# Apple wood bowl



## Wilson's Woodworking (Jan 6, 2016)

Here is the finished project on the apple wood bowl blank I turned to show @norman vandyke that the spalted apple wood was turnable. I don't usually say this about the stuff I make but I like the way this bowl turned out.My wife has it proudly on display in her china hutch with her more fancy dishes.
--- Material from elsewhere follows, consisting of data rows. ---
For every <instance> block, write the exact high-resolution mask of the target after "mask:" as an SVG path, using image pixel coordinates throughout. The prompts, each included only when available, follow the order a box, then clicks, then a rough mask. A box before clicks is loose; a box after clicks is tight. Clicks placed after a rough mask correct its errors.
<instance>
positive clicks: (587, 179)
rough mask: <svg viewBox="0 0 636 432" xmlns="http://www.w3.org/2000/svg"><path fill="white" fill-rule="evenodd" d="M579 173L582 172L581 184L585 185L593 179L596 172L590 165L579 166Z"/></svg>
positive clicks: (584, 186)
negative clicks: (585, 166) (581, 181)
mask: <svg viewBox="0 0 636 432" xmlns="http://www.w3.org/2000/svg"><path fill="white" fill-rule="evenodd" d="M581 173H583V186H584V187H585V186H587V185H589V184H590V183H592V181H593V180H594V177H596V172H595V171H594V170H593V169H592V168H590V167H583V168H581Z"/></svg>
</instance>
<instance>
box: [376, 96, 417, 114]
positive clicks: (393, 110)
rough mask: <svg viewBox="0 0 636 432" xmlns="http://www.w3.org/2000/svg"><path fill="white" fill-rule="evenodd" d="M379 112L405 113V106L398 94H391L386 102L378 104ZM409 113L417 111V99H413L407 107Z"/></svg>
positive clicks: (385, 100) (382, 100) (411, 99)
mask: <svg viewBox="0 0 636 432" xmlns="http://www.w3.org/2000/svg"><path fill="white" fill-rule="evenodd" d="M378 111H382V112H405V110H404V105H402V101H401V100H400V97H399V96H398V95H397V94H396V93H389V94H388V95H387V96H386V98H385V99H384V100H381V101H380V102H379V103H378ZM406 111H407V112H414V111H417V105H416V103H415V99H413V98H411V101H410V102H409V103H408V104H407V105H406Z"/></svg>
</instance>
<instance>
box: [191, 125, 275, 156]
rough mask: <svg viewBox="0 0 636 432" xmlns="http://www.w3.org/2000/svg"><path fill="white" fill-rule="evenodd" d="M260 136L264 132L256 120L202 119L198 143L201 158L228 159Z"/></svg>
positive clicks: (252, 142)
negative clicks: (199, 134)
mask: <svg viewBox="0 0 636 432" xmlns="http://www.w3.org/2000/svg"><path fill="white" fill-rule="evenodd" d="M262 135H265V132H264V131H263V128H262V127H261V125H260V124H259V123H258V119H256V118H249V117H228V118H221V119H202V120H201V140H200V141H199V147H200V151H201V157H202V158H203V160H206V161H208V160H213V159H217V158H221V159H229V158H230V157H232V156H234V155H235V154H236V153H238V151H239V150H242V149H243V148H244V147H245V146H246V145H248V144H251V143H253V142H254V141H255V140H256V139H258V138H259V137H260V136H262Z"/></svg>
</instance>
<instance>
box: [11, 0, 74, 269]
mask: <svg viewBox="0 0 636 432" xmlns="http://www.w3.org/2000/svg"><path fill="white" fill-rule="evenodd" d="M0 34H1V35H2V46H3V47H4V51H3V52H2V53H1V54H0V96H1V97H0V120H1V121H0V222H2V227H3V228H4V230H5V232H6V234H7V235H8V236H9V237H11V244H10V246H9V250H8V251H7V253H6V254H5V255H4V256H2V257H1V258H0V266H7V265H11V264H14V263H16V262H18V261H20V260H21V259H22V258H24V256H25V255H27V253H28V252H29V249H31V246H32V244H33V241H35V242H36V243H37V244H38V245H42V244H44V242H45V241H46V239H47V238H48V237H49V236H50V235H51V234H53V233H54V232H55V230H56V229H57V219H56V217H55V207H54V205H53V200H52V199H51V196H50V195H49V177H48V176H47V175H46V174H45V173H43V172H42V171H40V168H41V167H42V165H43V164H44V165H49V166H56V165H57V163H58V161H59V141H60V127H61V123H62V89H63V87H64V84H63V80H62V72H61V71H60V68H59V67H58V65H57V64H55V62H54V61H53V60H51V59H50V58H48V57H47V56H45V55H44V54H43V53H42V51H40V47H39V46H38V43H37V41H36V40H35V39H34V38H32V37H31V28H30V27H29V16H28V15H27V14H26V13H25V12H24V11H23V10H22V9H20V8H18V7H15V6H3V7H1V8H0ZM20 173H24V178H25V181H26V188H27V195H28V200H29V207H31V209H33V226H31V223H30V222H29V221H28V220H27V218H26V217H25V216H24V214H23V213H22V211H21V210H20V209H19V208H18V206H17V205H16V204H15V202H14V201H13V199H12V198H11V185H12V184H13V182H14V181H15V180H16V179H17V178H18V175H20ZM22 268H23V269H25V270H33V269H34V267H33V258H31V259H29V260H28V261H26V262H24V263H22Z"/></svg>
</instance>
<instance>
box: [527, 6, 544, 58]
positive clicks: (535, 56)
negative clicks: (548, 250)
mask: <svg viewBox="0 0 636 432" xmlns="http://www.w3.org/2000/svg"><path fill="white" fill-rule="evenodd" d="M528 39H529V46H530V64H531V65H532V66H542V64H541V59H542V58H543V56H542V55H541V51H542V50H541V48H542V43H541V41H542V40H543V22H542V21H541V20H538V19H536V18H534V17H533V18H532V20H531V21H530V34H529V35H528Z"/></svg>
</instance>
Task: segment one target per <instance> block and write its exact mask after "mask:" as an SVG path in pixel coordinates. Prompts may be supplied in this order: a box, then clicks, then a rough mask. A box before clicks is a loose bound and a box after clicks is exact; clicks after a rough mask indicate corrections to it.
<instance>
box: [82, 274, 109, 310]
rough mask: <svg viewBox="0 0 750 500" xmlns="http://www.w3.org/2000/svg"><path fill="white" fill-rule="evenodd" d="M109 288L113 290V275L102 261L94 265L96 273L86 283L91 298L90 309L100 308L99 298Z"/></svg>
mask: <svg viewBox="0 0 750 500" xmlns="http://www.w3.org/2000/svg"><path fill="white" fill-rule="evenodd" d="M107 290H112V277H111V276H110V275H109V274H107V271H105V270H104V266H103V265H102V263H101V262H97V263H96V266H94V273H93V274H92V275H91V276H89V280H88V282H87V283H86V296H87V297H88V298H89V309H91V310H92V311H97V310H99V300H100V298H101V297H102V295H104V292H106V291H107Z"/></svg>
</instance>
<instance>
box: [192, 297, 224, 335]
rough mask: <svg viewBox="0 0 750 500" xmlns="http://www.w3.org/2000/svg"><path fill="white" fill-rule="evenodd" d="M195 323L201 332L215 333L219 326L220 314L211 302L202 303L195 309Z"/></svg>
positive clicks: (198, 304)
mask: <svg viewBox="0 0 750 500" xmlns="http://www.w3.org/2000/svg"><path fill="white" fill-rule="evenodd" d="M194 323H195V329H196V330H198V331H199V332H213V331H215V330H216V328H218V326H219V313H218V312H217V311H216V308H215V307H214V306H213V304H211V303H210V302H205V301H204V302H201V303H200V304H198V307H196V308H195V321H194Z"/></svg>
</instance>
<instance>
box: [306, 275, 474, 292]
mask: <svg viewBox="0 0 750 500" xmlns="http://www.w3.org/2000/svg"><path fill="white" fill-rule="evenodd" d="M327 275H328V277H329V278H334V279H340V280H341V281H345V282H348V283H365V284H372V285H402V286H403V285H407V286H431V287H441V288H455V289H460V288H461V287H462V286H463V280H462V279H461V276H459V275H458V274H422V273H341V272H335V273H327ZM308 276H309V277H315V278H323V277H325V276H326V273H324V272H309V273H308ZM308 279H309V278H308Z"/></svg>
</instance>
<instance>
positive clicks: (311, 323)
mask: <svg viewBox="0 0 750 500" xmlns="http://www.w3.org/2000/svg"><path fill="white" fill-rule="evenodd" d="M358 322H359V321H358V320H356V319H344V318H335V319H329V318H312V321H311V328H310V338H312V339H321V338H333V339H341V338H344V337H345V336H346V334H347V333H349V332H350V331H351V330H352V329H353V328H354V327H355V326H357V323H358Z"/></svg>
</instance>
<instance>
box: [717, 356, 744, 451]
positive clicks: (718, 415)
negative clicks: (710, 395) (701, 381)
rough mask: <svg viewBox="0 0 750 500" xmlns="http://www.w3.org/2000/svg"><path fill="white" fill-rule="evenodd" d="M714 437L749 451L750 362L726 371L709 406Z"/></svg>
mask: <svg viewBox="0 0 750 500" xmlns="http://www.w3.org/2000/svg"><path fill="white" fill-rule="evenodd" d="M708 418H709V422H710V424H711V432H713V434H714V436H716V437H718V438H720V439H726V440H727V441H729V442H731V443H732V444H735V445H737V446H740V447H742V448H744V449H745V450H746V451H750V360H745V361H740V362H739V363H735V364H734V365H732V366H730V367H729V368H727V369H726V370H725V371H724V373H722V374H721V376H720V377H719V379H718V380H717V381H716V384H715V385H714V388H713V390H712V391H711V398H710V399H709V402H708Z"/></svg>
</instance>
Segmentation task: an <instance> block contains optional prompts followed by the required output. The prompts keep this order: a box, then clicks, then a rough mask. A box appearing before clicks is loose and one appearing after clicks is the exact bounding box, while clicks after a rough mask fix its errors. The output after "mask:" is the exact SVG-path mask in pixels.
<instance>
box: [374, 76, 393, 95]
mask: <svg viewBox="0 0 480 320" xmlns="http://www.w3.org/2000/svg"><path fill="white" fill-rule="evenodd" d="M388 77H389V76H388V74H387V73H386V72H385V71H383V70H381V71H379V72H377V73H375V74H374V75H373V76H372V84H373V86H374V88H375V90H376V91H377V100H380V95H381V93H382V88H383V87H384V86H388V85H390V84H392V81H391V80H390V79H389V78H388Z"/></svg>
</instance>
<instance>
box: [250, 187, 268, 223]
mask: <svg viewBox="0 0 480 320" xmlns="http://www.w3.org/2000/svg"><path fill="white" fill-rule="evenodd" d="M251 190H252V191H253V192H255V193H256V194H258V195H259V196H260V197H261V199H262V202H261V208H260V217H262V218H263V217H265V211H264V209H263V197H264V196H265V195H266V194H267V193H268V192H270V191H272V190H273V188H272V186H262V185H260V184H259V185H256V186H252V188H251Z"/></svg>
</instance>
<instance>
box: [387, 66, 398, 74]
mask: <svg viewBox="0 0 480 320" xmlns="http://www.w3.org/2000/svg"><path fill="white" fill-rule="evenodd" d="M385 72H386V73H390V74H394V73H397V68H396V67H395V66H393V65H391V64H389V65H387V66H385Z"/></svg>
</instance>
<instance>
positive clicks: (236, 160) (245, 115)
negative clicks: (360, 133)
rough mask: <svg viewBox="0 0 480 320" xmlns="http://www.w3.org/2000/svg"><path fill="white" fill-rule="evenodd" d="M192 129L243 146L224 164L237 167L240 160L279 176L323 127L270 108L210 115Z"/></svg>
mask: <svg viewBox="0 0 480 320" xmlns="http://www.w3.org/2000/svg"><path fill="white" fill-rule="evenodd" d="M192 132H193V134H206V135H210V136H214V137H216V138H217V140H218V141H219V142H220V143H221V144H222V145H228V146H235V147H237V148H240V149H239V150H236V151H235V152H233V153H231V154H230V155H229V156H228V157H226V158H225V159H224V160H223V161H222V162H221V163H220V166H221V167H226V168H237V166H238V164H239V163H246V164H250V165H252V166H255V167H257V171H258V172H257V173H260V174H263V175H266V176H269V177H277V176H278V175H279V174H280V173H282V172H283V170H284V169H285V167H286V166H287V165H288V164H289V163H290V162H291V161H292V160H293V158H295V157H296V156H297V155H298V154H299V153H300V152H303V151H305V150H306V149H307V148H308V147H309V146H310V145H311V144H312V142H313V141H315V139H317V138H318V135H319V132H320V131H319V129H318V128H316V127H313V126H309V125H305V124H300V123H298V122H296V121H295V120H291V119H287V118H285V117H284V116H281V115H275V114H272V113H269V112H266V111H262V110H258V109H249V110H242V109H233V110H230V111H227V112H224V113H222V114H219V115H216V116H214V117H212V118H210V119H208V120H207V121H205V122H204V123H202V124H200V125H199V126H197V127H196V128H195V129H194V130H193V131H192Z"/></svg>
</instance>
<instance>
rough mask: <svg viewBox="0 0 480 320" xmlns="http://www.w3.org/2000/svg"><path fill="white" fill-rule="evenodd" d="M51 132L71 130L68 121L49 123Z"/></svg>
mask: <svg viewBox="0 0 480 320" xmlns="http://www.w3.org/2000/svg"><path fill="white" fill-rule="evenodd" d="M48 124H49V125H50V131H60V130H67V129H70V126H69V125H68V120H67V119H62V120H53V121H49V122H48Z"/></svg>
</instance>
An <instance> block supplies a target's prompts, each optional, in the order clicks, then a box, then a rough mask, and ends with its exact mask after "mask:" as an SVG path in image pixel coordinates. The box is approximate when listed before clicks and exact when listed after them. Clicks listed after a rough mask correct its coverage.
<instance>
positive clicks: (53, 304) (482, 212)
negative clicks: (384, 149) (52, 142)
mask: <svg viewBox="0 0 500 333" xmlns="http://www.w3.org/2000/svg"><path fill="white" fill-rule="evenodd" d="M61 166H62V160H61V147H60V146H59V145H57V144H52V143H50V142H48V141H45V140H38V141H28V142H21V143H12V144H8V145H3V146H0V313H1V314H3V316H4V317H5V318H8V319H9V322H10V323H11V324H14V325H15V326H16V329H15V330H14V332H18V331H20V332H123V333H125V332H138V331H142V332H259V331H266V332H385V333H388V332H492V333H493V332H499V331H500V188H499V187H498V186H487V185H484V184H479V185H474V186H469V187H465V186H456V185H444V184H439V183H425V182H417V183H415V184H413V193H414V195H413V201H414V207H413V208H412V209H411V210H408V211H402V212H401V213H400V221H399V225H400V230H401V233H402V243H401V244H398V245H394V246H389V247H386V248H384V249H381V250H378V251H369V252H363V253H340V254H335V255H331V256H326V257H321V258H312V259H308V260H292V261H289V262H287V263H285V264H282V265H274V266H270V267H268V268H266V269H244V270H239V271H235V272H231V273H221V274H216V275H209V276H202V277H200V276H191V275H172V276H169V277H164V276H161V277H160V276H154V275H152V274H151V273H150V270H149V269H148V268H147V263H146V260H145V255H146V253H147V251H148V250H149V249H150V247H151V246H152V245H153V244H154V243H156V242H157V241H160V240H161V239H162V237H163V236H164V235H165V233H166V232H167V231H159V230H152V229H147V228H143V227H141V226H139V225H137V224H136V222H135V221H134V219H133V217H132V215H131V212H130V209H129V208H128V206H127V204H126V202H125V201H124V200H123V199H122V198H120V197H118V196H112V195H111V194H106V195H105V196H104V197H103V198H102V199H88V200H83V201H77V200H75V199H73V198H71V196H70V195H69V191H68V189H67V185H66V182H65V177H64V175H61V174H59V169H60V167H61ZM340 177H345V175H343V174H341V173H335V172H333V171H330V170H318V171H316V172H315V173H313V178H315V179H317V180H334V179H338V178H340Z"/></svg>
Reactions: Like 8 | EyeCandy! 15 | Funny 1 | Way Cool 5


----------



## norman vandyke (Jan 6, 2016)

That is a fine looking bowl!

Reactions: Thank You! 1


----------



## woodtickgreg (Jan 6, 2016)

That is a very nice piece, lots going on in that one, beautiful wood.

Reactions: Thank You! 1


----------



## Jim Beam (Jan 6, 2016)

Nicely done!

Reactions: Thank You! 1


----------



## Wilson's Woodworking (Jan 6, 2016)

I just looked at the picture of the inside of the bowl on a large monitor. What looks like scratches on the bottom of this bowl are not there on the real bowl. I am not sure what caused it to look like that.


----------



## Kevin (Jan 6, 2016)

That's a sweet bowl. As said there's a lot of fun stuff to look at in that one and I like the shape you gave it.

Reactions: Thank You! 1


----------



## ironman123 (Jan 6, 2016)

very nice bowl from a gorgeous piece of Applewood. I have made some nice pens and duck calls from some like that and everyone really liked the wood. Me too.

Reactions: Thank You! 1


----------



## justallan (Jan 6, 2016)

Nice job. Now I might have to actually try to do something with the apple wood that I got from Norm.

Reactions: Agree 1


----------



## Nature Man (Jan 6, 2016)

I can see why your wife put it in the china hutch -- gorgeous! Chuck

Reactions: Thank You! 1


----------



## ripjack13 (Jan 6, 2016)

Wowzerz!!! Nice!!!

Reactions: Thank You! 1


----------



## Wilson's Woodworking (Jan 6, 2016)

ripjack13 said:


> Wowzerz!!! Nice!!!


You sure have a way with words.

Reactions: Thank You! 1


----------



## ripjack13 (Jan 6, 2016)

I'm not as good as @SENC but I can find some good ones here n there....lol

Reactions: Funny 1 | +Karma 1


----------



## El Guapo (Jan 6, 2016)

Nice looking bowl! More than just a little bit of character there!

Reactions: Thank You! 1


----------



## Tony (Jan 6, 2016)

That's a beautiful bowl Danny! Sweet piece of wood, you got all of the best looks out of it! Tony

Reactions: Thank You! 1


----------



## barry richardson (Jan 7, 2016)

I have never worked with apple, but I've never seen stuff made from it that impressed me much.... till now, That's a sweet bowl Danny! I love the color and contrast...

Reactions: Thank You! 1


----------



## GeorgeS (Jan 7, 2016)

Oh that makes me want to go turn my piece now! Very nicely done sir!!!

Reactions: Thank You! 1


----------